Click here for to enlarge photo.
Mitchell, 82, is no dummy. While on active duty as a test pilot for the U.S. Navy, he completed an M.S. in aeronautical engineering at the U.S. Naval Postgraduate School and a doctorate in aeronautics at the Massachusetts Institute of Technology. Mitchell also served in combat during the Korean War as a fighter pilot. In 1970, he was awarded the Presidential Medal of Freedom.
After retiring from NASA in 1972, he founded the Institute of Noetic Sciences and later wrote “The Way of the Explorer” to document his experiences with mysticism and space.
I recently spoke on the telephone with the retired U.S. Navy Captain from his home in West Palm Beach, Florida. He was lucid and convincing with his heavy southern drawl, and just a little guarded.
Clash: Let’s start with the moon. Did you know your Apollo 14 crewmate Alan Shepard was going to “tee off” up there?
Mitchell: Yes, I knew before it happened. But I didn’t know quite when he was going to fit it in. After we had rolled up the solar wind experiment and put it in the data box, I did my javelin throw and he did a golf shot for the first “Lunar Olympics.”
They were between 50 and 55 feet, and my javelin went four inches further than his golf ball. I’ve got the pictures to prove it!
Clash: Was there any big emotion when you stepped on the moon, or was it just part of a long list of things you had to do?
Mitchell: The latter is correct. Sure it was wonderful, we were pleased to do it and it was enjoyable to be among the first, but it was just part of a checklist we had practiced week after week at Cape Kennedy. We would go through the whole routine, rewrite it and modify it again until we were comfortable with the order.
And, of course, our mission on Apollo 14 was to be the first to do science on the moon, so we had to be careful about getting everything in during the allotted time. Apollo 11 and 12 were more to prove physically we could get (astronauts) down to the surface, then back safely to Earth.
Clash: Do you believe we need to establish a base on the moon before sending humans to Mars, as some of your fellow Apollo astronauts do?
Mitchell: I don’t think there is much value in trying to use the moon as a base to go to Mars. That’s going into one gravity belt and having to get back out of it again. And the moon doesn’t have a lot to offer as a resource base.

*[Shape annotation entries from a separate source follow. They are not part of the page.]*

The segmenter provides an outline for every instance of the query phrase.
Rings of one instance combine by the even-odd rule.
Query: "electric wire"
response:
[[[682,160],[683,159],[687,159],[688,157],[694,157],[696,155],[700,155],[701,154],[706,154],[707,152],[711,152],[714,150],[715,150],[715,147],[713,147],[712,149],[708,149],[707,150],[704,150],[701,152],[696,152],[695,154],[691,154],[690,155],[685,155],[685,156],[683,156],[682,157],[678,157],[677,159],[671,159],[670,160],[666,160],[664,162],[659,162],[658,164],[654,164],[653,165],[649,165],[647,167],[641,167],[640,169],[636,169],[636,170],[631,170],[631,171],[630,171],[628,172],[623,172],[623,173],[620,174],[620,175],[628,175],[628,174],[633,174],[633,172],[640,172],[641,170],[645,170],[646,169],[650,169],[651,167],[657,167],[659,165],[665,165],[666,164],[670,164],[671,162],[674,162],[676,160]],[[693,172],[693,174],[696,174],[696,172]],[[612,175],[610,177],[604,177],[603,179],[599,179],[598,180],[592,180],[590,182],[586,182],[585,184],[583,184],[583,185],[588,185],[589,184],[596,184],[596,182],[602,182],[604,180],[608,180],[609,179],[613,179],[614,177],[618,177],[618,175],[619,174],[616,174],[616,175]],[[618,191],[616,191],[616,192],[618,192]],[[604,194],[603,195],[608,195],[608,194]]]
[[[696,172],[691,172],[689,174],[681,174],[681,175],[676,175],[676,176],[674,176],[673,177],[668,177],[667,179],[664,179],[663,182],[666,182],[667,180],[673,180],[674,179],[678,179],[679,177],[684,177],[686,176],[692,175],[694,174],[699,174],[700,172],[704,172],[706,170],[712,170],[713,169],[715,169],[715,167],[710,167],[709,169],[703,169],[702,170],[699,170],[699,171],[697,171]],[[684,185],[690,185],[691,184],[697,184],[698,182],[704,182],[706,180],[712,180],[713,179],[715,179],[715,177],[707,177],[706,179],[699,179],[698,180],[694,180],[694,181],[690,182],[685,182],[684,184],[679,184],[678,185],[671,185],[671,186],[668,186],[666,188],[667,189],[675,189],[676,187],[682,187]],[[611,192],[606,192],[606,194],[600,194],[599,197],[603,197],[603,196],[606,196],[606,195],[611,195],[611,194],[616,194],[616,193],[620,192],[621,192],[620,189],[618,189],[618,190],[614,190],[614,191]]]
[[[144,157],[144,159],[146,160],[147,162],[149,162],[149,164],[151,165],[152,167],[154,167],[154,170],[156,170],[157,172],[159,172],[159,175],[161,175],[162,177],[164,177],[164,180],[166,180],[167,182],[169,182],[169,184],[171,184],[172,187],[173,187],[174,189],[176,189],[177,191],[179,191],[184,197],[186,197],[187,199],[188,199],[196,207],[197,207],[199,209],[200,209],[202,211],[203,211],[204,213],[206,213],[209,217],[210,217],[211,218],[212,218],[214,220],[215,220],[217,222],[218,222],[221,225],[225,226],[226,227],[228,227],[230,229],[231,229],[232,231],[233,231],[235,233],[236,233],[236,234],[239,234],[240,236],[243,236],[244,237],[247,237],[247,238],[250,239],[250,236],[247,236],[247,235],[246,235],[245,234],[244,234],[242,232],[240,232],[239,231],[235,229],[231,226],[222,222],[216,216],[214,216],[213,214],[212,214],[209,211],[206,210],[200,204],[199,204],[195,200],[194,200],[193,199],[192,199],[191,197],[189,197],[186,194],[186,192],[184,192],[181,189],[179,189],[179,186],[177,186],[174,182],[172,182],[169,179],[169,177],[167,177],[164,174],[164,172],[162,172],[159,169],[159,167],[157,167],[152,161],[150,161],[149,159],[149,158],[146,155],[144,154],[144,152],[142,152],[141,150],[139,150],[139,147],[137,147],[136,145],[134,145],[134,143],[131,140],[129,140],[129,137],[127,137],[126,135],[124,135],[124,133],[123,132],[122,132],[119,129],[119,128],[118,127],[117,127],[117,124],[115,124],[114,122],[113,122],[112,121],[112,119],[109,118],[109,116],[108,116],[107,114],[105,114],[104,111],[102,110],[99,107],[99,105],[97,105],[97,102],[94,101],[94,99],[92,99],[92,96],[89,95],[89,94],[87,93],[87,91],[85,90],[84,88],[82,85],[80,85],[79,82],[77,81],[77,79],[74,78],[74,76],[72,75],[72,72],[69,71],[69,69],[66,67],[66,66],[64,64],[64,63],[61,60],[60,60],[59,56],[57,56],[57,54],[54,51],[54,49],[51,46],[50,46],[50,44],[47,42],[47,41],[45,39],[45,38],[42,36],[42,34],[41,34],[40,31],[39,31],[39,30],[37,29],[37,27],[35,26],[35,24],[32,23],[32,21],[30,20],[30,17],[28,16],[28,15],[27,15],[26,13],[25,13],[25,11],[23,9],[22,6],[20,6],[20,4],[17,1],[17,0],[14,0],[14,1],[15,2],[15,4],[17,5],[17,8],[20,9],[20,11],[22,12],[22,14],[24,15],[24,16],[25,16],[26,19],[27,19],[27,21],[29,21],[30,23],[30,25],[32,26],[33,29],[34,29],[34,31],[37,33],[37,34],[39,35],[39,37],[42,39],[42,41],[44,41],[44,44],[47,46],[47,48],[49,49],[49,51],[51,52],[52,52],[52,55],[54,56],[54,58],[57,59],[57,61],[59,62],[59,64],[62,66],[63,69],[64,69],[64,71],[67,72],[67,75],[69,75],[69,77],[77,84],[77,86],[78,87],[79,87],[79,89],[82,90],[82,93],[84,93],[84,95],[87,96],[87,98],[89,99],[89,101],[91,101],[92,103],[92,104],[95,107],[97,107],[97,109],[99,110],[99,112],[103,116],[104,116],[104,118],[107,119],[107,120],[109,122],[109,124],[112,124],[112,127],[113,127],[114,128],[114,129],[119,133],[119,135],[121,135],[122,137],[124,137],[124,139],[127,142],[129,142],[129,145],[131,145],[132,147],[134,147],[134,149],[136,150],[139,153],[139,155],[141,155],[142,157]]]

There is something we could mine there, I’m sure, but there are better ways to do it. We do need different types of propulsion to get to Mars. I wrote one of the first Ph.D. theses on that in the 1960s.
Clash: You’re also known for your views on UFOs. What’s your experience regarding the Roswell, New Mexico, incident of 1947?
Mitchell: After my space flight, I was contacted by descendants of the original Roswell observers, including the person who delivered the child-sized coffins to the Air Force to contain alien bodies. Another was one of the children of the deputy sheriff who was patrolling traffic around the site.
There was also a military officer who was a friend of the families not involved in that particular operation, but who did share office space there. They all seemed credible with their stories that the bodies found were alien.
Clash: If that’s the case, why has it been hushed up?
Mitchell: Initially I think there was justification in that leadership officials thought people weren’t ready to handle it. But we are well past that now. Frankly, and this is just personal opinion, remember what (President) Eisenhower said in his final speech: “Beware the military industrial complex.” I suspect that’s what we’re talking about.
But it’s not just military. It’s a cabal of organizations primarily for a profit motive. We invented aircraft at the beginning of the 20th century.
Twenty years later, we had an airline industry. Think of what that could mean in terms of space travel with control of UFO machinery, technology. There’s a lot of money involved.